Private strip club a matter for police, authority says
REGINA While a new private strip club in the city is likely dancing on a legal fine line, neither the provincial government nor the City of Regina have it in their sights.
Speaking to media on Friday, Premier Scott Moe said he expects Saskatchewan’s liquor laws — which prohibit a mix of liquor and striptease shows, except in certain circumstances — to be enforced.
“If SLGA (Saskatchewan Liquor and Gaming Authority) deems that they were operating out of the context of the law we would expect that law to be enforced,” Moe said.
The province’s liquor laws were briefly relaxed in 2014, but then restricted again. Then-premier Brad Wall said the government had concerns that strip clubs in the province would lead to an increase in human trafficking. Moe said his position is “exactly the same.”
Opened in April, Regina 151 is a members-only strip club that operates out of a private location. From the outside, the brick and glass building looks like any other industrial office. In the Corporate Registry, it’s registered as Regina 151 Event Planning Ltd., with the nature of the business described as “advertising, public relations and related services.”
The club, featuring female exotic dancers, doesn’t hold regular business hours. It opens to members only during events and is closed to the public, although one-day memberships are available.
Listed owner Darrin Oremba told Postmedia News this week that he believes the club is operating within Saskatchewan’s laws because it is a private venue and doesn’t sell liquor on-site. Complimentary alcoholic drinks are provided as part of the membership fee.
“It’s similar to inviting everybody to your house for a party,” Oremba said.
The Regina accountant said he consulted with a lawyer before opening, to ensure it was legal.
David Morris, a spokesman for the SLGA, said serving complimentary alcohol in a private club without a permit would still be considered a violation of the province’s liquor laws. However, Morris said the matter is outside of the SLGA’s jurisdiction, and anyone breaking the law would be subject to police enforcement.
Gene Makowsky, minister responsible for the SLGA, said because the club doesn’t hold an SLGA liquor permit, it’s not under the purview of the authority, so it won’t investigate. Makowsky also deferred to the police.
Regina Police Service spokesman Les Parker said police would need to look into city bylaws and provincial statutes before determining if the club is violating the law.
“If there’s an onus on us to act, we need to investigate what our boundaries are to act on it,” Parker said.
Parker said Chief Evan Bray was not aware of the club’s existence prior to a Postmedia News article this week.
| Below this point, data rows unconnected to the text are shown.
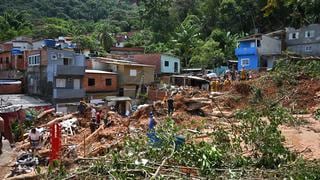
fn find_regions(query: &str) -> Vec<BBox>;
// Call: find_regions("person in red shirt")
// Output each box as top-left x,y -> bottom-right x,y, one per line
96,111 -> 101,126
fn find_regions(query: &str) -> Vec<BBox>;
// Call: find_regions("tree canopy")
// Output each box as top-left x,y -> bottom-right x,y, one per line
0,0 -> 320,67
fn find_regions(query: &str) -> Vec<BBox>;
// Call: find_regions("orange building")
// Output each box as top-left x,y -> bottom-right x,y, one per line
82,69 -> 118,99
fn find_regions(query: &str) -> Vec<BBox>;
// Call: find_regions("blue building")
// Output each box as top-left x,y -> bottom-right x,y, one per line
235,34 -> 281,70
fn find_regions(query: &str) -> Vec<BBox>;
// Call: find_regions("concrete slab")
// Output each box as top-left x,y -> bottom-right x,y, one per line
0,94 -> 51,113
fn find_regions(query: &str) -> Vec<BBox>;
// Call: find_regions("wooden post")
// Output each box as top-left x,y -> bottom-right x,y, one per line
83,134 -> 86,157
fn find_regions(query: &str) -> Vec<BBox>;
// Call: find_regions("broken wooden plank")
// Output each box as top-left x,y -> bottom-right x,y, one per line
37,108 -> 55,119
44,114 -> 73,126
78,126 -> 104,149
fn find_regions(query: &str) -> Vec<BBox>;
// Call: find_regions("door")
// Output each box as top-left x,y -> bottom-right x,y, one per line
174,62 -> 179,73
73,79 -> 80,89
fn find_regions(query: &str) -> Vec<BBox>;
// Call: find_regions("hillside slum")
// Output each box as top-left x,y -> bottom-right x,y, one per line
2,63 -> 320,179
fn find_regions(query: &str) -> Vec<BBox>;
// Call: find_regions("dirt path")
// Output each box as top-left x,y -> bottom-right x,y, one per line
281,114 -> 320,160
0,140 -> 18,179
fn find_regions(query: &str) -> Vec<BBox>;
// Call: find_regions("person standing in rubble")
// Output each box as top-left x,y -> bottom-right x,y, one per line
0,117 -> 4,155
102,111 -> 111,128
90,108 -> 97,133
167,96 -> 174,116
96,110 -> 102,127
241,66 -> 247,81
78,101 -> 86,117
29,128 -> 41,153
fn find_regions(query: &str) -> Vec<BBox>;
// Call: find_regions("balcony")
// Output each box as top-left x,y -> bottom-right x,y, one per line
53,65 -> 85,76
53,89 -> 85,99
235,47 -> 258,56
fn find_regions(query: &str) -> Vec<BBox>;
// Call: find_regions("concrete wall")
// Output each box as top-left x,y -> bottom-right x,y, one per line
238,55 -> 260,71
161,55 -> 181,73
118,65 -> 154,86
0,52 -> 11,71
287,43 -> 320,56
0,84 -> 22,94
82,73 -> 118,92
12,41 -> 32,51
286,24 -> 320,56
258,36 -> 281,55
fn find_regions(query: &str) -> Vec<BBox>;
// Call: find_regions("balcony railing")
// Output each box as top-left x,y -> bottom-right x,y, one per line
235,47 -> 258,56
53,89 -> 85,99
54,65 -> 85,76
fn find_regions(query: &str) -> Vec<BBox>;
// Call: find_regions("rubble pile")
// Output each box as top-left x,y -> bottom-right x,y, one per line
5,74 -> 320,179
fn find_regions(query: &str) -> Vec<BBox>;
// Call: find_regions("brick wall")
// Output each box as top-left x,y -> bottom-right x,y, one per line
0,52 -> 11,70
148,88 -> 166,101
82,73 -> 118,92
0,84 -> 22,94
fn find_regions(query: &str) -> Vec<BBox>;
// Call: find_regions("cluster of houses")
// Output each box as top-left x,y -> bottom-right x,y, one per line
235,24 -> 320,70
0,37 -> 181,112
0,24 -> 320,111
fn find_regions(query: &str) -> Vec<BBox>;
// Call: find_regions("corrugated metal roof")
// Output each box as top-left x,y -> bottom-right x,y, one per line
86,69 -> 117,75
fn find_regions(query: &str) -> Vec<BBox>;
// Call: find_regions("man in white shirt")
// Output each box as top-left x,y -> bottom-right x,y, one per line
90,108 -> 97,133
29,128 -> 41,152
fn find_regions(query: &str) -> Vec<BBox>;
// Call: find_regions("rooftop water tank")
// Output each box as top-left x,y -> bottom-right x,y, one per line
44,39 -> 56,48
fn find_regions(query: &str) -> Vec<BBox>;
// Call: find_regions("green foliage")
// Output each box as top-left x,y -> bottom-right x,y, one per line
190,39 -> 224,68
99,28 -> 114,52
237,107 -> 295,168
73,35 -> 98,50
0,10 -> 32,40
315,109 -> 320,120
175,142 -> 222,175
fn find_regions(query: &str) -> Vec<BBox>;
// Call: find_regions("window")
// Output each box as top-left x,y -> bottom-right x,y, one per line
130,69 -> 137,76
164,61 -> 169,67
305,46 -> 312,52
174,62 -> 179,73
58,53 -> 63,58
73,79 -> 80,89
88,78 -> 96,86
28,54 -> 40,66
257,40 -> 261,47
63,58 -> 72,65
56,79 -> 66,88
51,54 -> 58,60
289,32 -> 299,40
305,30 -> 315,38
106,79 -> 112,86
241,58 -> 249,66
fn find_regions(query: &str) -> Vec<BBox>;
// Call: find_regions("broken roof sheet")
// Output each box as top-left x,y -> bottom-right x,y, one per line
0,94 -> 51,112
171,75 -> 209,82
105,96 -> 131,101
86,69 -> 117,75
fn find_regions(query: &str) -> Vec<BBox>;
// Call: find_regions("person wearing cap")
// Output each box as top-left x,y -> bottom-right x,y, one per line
78,101 -> 86,117
149,112 -> 157,130
0,117 -> 4,155
167,96 -> 174,116
29,128 -> 41,152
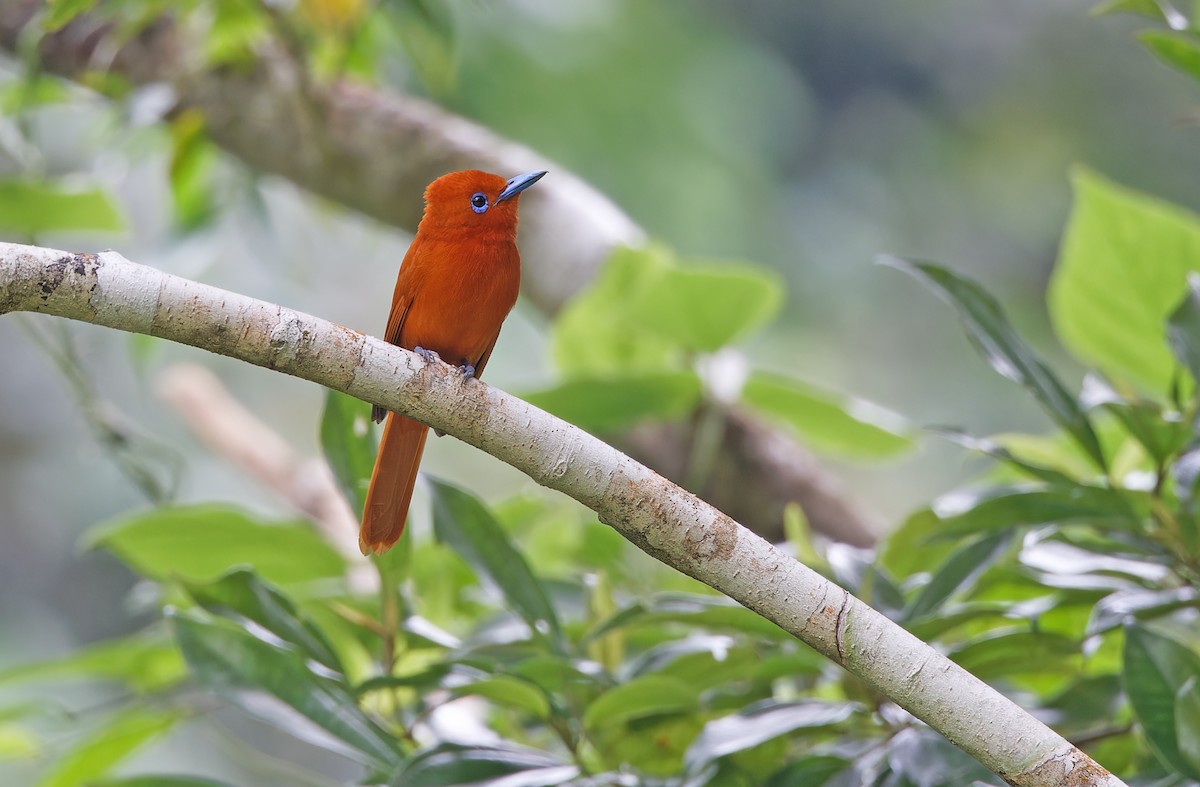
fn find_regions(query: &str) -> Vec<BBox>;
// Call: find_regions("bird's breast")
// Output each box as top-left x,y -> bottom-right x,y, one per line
401,238 -> 521,365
The chief wasn’t available for comment Friday.
Oremba said officers who visited the club assured him it fell within the law. Parker couldn’t confirm that.
Oremba is also confident he isn’t running afoul of Regina’s bylaws, saying the city told him the private club needed only a business licence from the province, and wasn’t required to make an adult entertainment establishment application.
“That is how they worded it, as far as why I did not need any kind of permits for anything here, is because it’s private,” Oremba said.